Halcón de las Estrellas rió.

—La amo —dijo—. Es la mujer más endemoniada que haya conocido nunca. Es un buen general, además, ¿sabes?, creo que es mejor que Tarrin. Siempre tuvo sus fuerzas en las puntas de los dedos, siempre sabía lo que estaba pasando. Incluso en los peores momentos, cuando pasábamos las trampas que guardaban los caminos a la ciudadela, nunca perdió pie. Yirth le mostró el camino real y ella lo siguió, a través de ilusiones y fuego y quién sabe qué más. El resto sólo podía hacer lo mismo.

Lobo del Sol sonrió y se estiró para tocarse el vendaje sobre el ojo que pronto sería reemplazado por un parche, un parche que debería usar toda su vida.

—Ni siquiera el miedo más profundo de un hombre a la magia —dijo con su voz áspera— es suficiente para hacerle admitir que tiene temor de ir a un lugar en que ya ha entrado una mujer.

Una de las cejas oscuras, fuertes, se levantó.

—¿Y piensas que no me aproveché de eso desde que me hiciste capitana de escuadra? Un recuerdo que siempre conservaré es la mirada en la cara del esposo de Wilarne M’Tree cuando se encontraron en la batalla de los túneles. Casi nos pusimos a apostar a si él moría primero de un ataque de sorpresa y vergüenza o yo de un ataque de risa.

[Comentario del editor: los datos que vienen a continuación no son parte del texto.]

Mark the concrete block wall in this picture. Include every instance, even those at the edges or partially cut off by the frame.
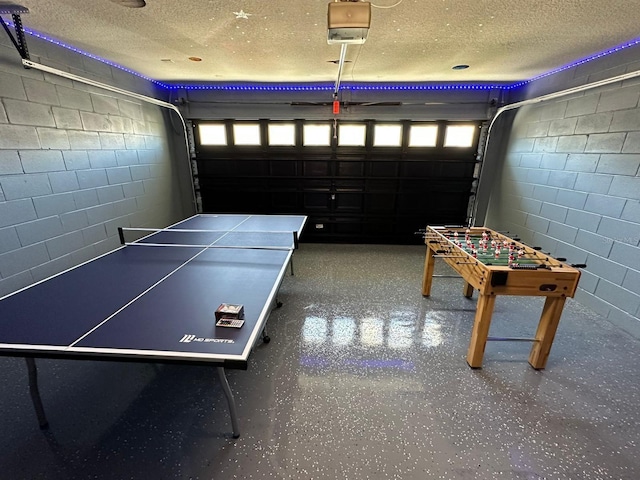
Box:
[0,36,193,297]
[484,62,640,335]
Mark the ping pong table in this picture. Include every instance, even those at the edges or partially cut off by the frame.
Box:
[0,214,307,438]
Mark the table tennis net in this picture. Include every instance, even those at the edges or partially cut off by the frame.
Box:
[118,228,298,250]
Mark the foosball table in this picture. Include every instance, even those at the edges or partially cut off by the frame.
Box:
[422,226,586,369]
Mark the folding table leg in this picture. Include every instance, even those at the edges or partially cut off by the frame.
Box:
[25,357,49,430]
[217,367,240,438]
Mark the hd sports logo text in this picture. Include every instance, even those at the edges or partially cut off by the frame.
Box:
[180,334,236,343]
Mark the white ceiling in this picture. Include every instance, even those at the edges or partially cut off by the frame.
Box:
[7,0,640,83]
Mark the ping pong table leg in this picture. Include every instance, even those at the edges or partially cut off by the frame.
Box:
[25,357,49,430]
[218,367,240,438]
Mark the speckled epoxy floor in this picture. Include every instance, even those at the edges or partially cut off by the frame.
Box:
[0,244,640,480]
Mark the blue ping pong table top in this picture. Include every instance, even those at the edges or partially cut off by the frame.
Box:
[0,215,306,368]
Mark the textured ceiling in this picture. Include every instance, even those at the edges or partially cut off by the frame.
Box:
[6,0,640,83]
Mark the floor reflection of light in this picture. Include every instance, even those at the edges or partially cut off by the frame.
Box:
[422,312,442,347]
[302,317,327,343]
[387,316,414,349]
[360,317,384,346]
[332,317,356,345]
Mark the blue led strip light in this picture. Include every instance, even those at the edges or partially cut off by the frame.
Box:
[506,38,640,90]
[11,22,168,88]
[5,21,640,92]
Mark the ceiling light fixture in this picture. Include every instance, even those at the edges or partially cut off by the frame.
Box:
[327,0,371,45]
[111,0,147,8]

Ella casi le saca el brazo a un guardia que lo tenía acorralado (es salvaje con esa alabarda que usa) y él estaba tan indignado cuando la reconoció, como si ella le hubiera abrazado en la calle.

Lobo del Sol rió.

—Sospechaba que Sheera sería un buen general en la batalla —dijo—. Pero enviarla verde a su primera batalla, y además una subterránea, con magia y todo, a cargo de cincuenta personas, me pareció una forma muy cara de averiguar si tenía razón.

—¿Sabes? —dijo Halcón de las Estrellas, pensativa—, siempre sospeché que eras un fraude. —Sus ojos grises buscaron los de él, divertidos y traviesos—. El mercenario de cabeza más dura en toda la profesión…

—Bueno, lo fui —dijo él, a la defensiva.

—¿En serio? —La voz de ella estaba llena de frescura—. Entonces, ¿por qué no te escapaste con Altiokis a la primera oportunidad y le ofreciste cambiar información sobre la organización por el antídoto? Eso te habría liberado.

Lobo del Sol enrojeció en la luz del sol, pálida, color manteca. Con voz muy débil le contestó:

—No podía hacer eso.

Ella estiró el pie como una mano y le acarició la rodilla bajo las colchas.

—Lo sé. —Sonrió, se puso de pie y fue hasta la ventana. Las sombras de la persiana le cruzaban la cara y el cabello corto, sulfuroso. Le dijo, por encima del hombro—: Águila Negra opina que habrá años de trabajo con el imperio de Altiokis destruido. Tarrin me dijo esta mañana que tenía noticias de revueltas en Kilpithie. ¿Sabes que lincharon al gobernador Can, el hombre que puso Altiokis aquí en lugar de Derroug Dru? Ya hay guerra en el norte entre los gobernadores de Altiokis en Racken Scrag y los barones de las montañas. Con la fortuna que amasó Altiokis en ciento cincuenta años, el dinero será increíble.

Con la espalda vuelta hacia él sólo se veía una parte de su cara, destacada contra los colores de la ventana; la voz callada era neutral.

Lobo del Sol dijo:

—Sabes que no puedo volver, Halcón.

Ella se dio vuelta para mirarlo:

—¿Adónde irás?

Él meneó la cabeza.

—No sé. A Wrynde primero. A decirle a Ari que estoy vivo y darle el mando de la tropa. A darle dinero a Gacela.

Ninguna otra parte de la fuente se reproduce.